なぜ中居正広を“出禁”にしなかったのか…「フジの初動に疑問」と元テレ朝法務部長
誰も望んでいなかった現在地 「真の解決」に必要なこと
こうした毅然とした態度は被害女性に「会社はあなたを守る」というメッセージを伝えることにもなる。逆に中居氏やその関係者と変わりなく付き合うことは「会社は大物芸能人を選び、自分は切り捨てられた」と被害女性に感じさせ、事件の真の解決を遠ざけかねない。 しかし今回、フジテレビが被害女性を最優先にした「初動」をしたのかというと疑問が残る。報道によれば、同社は中居氏から事件の事実関係を聴取することさえしていないという。被害女性は中居氏と親密な同社幹部の責任も指摘したが、関係者の対応は鈍かったとも報じられている。もしそうなら、被害女性が「自分の訴えは聞き流された」と感じても無理はない。 その結果、現在どうなっているか。中居氏は、9000万円ともいわれる解決金で解決したと思っていた事件が再燃し、フジテレビどころか全局のレギュラー番組休止に追い込まれている。フジテレビは、女性と向き合った対応をしていたのかどうか厳しい目を向けられている。そして、被害女性は被害の苦しみと怒りを訴え続けている。こんな現在地は、誰も望んでいなかったはずだ。 事態は混迷を深め先は見えないが、今後、どんな展開になるにせよ、被害女性の思いに寄り添うことだけは忘れてはいけない。
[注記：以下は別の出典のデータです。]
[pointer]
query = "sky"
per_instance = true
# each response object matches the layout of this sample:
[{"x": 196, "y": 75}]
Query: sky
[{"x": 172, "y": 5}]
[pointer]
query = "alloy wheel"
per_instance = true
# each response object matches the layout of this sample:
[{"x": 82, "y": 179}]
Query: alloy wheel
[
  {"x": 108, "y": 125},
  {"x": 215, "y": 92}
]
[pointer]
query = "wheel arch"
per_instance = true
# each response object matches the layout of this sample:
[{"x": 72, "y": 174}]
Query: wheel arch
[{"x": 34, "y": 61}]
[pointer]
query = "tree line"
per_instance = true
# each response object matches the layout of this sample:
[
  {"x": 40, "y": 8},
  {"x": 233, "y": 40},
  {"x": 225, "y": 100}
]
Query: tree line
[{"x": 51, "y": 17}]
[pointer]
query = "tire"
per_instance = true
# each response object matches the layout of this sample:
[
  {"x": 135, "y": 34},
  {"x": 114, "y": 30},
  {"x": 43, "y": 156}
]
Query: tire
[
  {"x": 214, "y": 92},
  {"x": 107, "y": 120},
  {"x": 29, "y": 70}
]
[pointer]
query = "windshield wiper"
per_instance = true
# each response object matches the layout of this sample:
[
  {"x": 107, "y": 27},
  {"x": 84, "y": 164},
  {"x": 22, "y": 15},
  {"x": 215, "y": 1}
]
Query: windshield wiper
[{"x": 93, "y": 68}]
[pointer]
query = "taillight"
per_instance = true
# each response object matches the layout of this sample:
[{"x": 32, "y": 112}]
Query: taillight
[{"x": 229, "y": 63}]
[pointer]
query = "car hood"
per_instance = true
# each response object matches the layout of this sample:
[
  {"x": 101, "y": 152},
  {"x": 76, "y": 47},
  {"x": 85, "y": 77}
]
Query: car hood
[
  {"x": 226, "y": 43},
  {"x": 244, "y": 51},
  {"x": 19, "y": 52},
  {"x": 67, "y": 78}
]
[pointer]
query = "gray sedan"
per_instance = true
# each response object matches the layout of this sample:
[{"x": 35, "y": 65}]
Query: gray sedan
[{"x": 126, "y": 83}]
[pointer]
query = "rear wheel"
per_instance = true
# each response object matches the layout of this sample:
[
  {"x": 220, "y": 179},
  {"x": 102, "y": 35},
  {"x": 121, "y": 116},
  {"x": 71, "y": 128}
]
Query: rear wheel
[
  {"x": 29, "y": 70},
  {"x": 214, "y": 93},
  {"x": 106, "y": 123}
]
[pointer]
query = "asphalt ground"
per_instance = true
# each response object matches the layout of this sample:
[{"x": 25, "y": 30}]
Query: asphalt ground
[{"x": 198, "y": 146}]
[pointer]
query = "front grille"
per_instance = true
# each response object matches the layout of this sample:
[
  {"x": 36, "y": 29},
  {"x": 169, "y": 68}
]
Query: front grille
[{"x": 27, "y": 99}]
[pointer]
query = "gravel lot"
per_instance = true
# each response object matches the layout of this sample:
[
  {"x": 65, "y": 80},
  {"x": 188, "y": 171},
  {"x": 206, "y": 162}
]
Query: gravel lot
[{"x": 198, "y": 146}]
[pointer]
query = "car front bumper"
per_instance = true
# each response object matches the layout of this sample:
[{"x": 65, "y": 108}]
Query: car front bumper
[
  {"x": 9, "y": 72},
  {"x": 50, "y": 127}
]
そして、なぜこんなことになったのか事実関係を徹底的に調べるべきだろう。その先にしか「真の解決」はないと思う。 □西脇亨輔(にしわき・きょうすけ)1970年10月5日、千葉・八千代市生まれ。東京大法学部在学中の92年に司法試験合格。司法修習を終えた後、95年4月にアナウンサーとしてテレビ朝日に入社。『ニュースステーション』『やじうま』『ワイドスクランブル』などの番組を担当した後、2007年に法務部へ異動。社内問題解決に加え社外の刑事事件も担当し、強制わいせつ罪、覚せい剤取締法違反などの事件で被告を無罪に導いた。23年3月、国際政治学者の三浦瑠麗氏を提訴した名誉毀損裁判で勝訴確定。同6月、『孤闘 三浦瑠麗裁判1345日』(幻冬舎刊)を上梓。同7月、法務部長に昇進するも「木原事件」の取材を進めることも踏まえ、同11月にテレビ朝日を自主退職。同月、西脇亨輔法律事務所を設立。昨年4月末には、YouTube『西脇亨輔チャンネル』を開設した。